En février 1921, alors que les bolchéviques envahissent la Géorgie, le gouvernement géorgien prend une décision extraordinaire : confier les trésors nationaux du pays — joyaux de la couronne, manuscrits enluminés médiévaux, collections archéologiques inestimables — à un croiseur de la marine française pour les mettre à l’abri. Pendant 24 ans, ces trésors voyageront de Paris à Leuville-sur-Orge, gardés par un seul homme : Ekvtime Takaishvili.

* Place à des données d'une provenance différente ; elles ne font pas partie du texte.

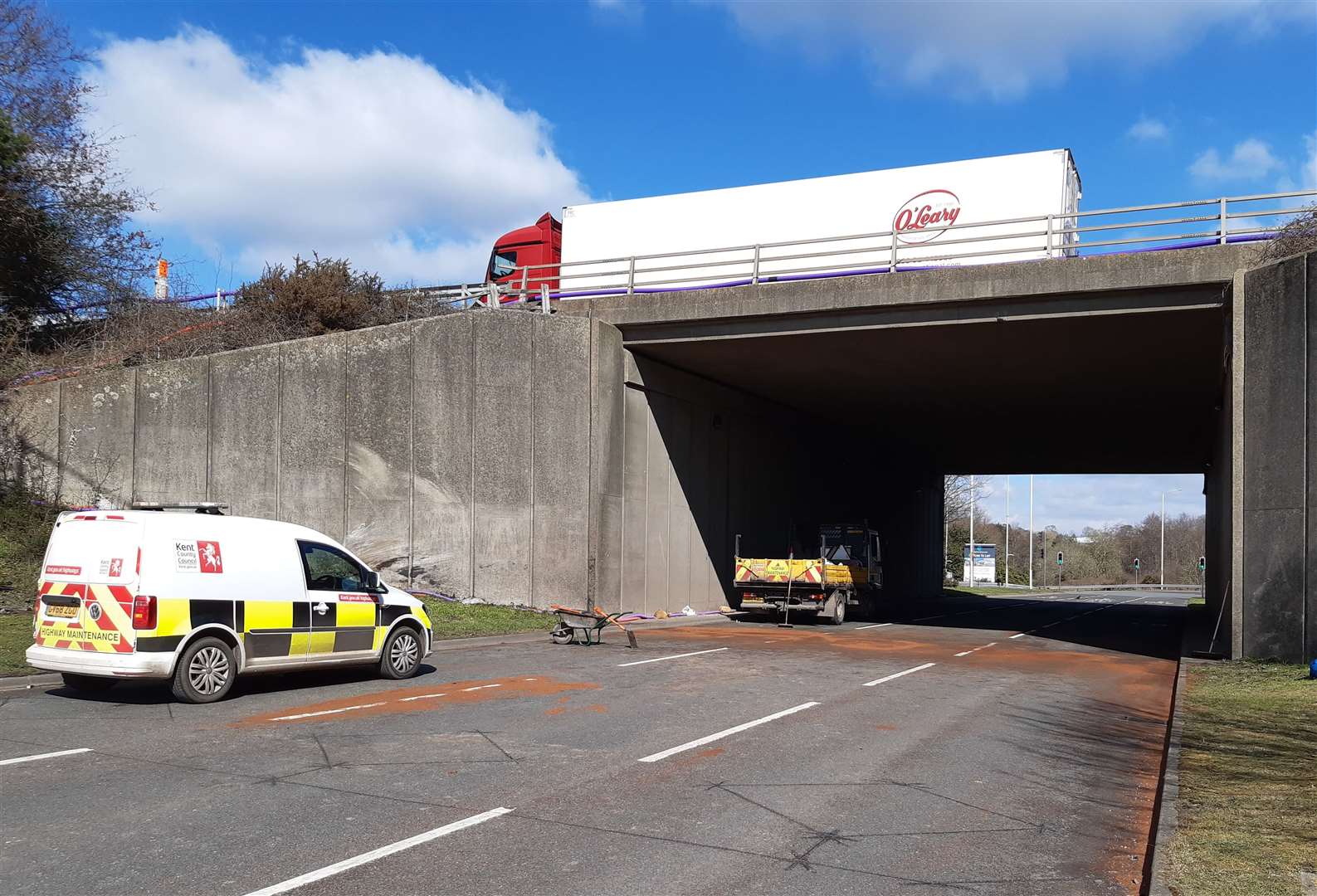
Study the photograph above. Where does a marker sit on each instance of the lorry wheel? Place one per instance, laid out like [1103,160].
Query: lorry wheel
[839,610]
[87,683]
[401,657]
[204,673]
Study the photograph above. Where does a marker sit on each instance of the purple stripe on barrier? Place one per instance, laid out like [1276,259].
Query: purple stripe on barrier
[899,269]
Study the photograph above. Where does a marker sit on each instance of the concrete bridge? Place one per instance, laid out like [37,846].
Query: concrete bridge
[617,448]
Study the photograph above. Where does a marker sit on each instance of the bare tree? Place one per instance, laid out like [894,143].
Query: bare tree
[1299,236]
[959,492]
[66,240]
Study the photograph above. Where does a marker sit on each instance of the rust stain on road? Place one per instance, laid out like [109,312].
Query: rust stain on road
[439,695]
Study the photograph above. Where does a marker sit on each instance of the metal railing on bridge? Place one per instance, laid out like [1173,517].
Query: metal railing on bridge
[1134,228]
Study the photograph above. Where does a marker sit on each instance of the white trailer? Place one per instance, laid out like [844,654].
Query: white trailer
[928,215]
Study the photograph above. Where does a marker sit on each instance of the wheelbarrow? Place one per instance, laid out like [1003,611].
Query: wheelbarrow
[587,626]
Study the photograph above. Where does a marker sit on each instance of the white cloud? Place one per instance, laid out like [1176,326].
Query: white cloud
[1001,49]
[377,157]
[619,11]
[1149,129]
[1251,159]
[1075,502]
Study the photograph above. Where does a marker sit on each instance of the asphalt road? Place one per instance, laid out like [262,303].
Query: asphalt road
[985,746]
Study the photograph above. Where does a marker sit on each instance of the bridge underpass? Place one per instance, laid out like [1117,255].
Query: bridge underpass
[615,449]
[783,406]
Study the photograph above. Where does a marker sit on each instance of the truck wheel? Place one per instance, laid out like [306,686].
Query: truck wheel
[401,657]
[839,610]
[87,683]
[204,673]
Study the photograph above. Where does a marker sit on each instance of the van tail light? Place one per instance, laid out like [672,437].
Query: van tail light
[144,612]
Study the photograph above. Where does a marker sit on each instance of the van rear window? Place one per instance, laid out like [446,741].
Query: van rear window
[94,550]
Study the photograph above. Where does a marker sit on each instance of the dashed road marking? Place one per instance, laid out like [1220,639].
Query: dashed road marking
[888,678]
[327,712]
[44,756]
[691,745]
[659,660]
[347,864]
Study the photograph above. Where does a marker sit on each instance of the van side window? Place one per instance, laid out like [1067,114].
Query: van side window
[328,568]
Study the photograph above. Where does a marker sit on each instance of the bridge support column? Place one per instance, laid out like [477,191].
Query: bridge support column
[1276,529]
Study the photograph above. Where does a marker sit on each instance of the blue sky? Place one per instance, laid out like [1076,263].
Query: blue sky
[408,136]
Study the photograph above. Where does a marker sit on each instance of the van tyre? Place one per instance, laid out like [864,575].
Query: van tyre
[204,673]
[87,683]
[401,657]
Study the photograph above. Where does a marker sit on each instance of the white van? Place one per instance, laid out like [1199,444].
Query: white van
[199,597]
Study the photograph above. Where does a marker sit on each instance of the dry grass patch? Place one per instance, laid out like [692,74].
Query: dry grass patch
[1247,804]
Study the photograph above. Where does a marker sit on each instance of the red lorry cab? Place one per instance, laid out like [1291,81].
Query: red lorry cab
[539,244]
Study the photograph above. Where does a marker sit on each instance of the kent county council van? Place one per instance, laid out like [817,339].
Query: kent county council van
[199,597]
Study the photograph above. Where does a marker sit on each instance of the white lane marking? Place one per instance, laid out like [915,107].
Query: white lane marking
[691,745]
[888,678]
[659,660]
[347,864]
[327,712]
[42,756]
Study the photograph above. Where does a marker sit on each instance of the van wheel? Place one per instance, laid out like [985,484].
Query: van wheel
[839,610]
[89,683]
[204,671]
[401,657]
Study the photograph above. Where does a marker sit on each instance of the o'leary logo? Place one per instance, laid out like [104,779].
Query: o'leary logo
[924,217]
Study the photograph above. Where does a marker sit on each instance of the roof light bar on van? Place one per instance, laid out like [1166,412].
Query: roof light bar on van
[198,507]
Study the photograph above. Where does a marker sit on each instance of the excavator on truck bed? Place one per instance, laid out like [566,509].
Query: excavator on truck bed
[847,572]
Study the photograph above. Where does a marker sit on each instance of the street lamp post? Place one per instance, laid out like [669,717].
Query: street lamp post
[1007,582]
[1162,557]
[1030,532]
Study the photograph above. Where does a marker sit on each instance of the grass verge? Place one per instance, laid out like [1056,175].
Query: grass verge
[1247,782]
[452,620]
[15,638]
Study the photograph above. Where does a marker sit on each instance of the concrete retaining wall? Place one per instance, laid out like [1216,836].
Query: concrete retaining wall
[451,453]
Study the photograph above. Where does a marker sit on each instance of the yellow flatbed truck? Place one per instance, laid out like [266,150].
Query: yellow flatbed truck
[847,572]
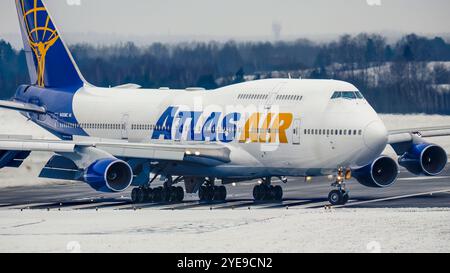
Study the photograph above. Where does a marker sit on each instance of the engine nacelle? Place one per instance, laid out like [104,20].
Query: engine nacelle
[382,173]
[109,175]
[424,159]
[12,158]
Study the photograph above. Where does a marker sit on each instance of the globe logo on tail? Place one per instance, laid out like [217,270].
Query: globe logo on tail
[41,35]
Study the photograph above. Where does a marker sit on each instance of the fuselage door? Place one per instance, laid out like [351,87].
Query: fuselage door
[296,132]
[125,125]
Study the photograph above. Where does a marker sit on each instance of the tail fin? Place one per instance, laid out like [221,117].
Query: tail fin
[49,61]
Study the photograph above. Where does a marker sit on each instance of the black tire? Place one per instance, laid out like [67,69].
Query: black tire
[266,193]
[167,194]
[223,193]
[335,197]
[278,193]
[257,193]
[141,195]
[202,193]
[150,195]
[158,195]
[134,199]
[180,194]
[345,199]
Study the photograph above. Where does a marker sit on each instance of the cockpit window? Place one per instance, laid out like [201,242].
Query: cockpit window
[349,95]
[336,95]
[359,95]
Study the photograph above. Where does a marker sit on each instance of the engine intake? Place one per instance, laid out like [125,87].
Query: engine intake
[382,173]
[12,159]
[424,159]
[109,175]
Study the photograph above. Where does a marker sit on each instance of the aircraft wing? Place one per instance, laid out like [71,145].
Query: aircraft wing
[407,135]
[20,106]
[208,154]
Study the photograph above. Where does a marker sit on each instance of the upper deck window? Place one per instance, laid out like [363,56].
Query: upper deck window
[349,95]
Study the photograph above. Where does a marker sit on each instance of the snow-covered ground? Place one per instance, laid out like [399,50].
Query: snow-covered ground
[13,123]
[347,230]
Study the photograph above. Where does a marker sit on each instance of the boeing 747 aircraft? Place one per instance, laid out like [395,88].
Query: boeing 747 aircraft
[116,138]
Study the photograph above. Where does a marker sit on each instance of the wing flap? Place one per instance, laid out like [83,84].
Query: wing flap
[201,153]
[20,106]
[407,135]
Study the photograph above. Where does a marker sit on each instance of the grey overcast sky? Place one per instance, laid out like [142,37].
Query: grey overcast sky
[239,19]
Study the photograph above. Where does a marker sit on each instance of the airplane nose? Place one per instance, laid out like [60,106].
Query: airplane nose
[376,136]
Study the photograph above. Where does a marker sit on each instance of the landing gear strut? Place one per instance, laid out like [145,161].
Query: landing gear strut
[166,194]
[267,192]
[209,192]
[340,195]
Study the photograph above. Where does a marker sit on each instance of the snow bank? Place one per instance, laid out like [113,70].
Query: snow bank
[346,230]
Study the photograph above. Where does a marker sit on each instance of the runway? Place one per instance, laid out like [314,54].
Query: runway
[409,192]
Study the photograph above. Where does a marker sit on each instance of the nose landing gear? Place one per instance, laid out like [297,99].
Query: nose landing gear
[267,192]
[340,195]
[209,192]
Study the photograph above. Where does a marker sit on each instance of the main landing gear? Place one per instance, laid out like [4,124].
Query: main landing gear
[340,195]
[166,194]
[267,192]
[209,192]
[157,195]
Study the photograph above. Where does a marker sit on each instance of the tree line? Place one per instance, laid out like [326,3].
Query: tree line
[409,76]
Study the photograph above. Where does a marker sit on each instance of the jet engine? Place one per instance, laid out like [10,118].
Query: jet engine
[382,173]
[424,159]
[109,175]
[12,158]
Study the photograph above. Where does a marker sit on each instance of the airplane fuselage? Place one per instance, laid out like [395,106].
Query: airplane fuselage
[272,127]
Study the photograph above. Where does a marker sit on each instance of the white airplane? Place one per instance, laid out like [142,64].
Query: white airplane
[116,138]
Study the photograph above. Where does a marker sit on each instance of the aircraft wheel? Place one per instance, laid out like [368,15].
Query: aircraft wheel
[345,199]
[278,193]
[141,195]
[336,197]
[222,193]
[150,195]
[257,192]
[266,192]
[180,194]
[158,195]
[206,193]
[134,193]
[202,193]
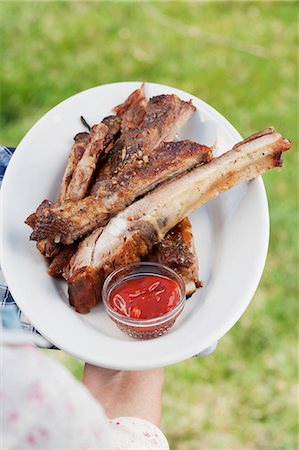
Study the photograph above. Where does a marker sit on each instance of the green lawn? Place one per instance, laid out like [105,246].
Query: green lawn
[241,58]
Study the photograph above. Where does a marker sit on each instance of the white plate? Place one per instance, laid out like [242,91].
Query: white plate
[231,235]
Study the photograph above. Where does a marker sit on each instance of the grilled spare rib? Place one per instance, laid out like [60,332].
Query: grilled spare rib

Ekvtime Takaishvili : le gardien du patrimoine
Ekvtime Takaishvili (1863-1953) est l’une des figures les plus admirées de l’histoire géorgienne. Historien, archéologue et homme d’État, il avait consacré sa vie à recenser et préserver le patrimoine culturel de son pays. Quand vint l’heure de l’exil, il ne quitta pas la Géorgie les mains vides. Avec l’aide du ministère des Affaires étrangères français et du croiseur Ernest Renan, il organisa l’évacuation de centaines de pièces d’une valeur inestimable : couronnes royales médiévales, croix processionnelles en or et argent, icônes émaillées, monnaies antiques, manuscrits uniques.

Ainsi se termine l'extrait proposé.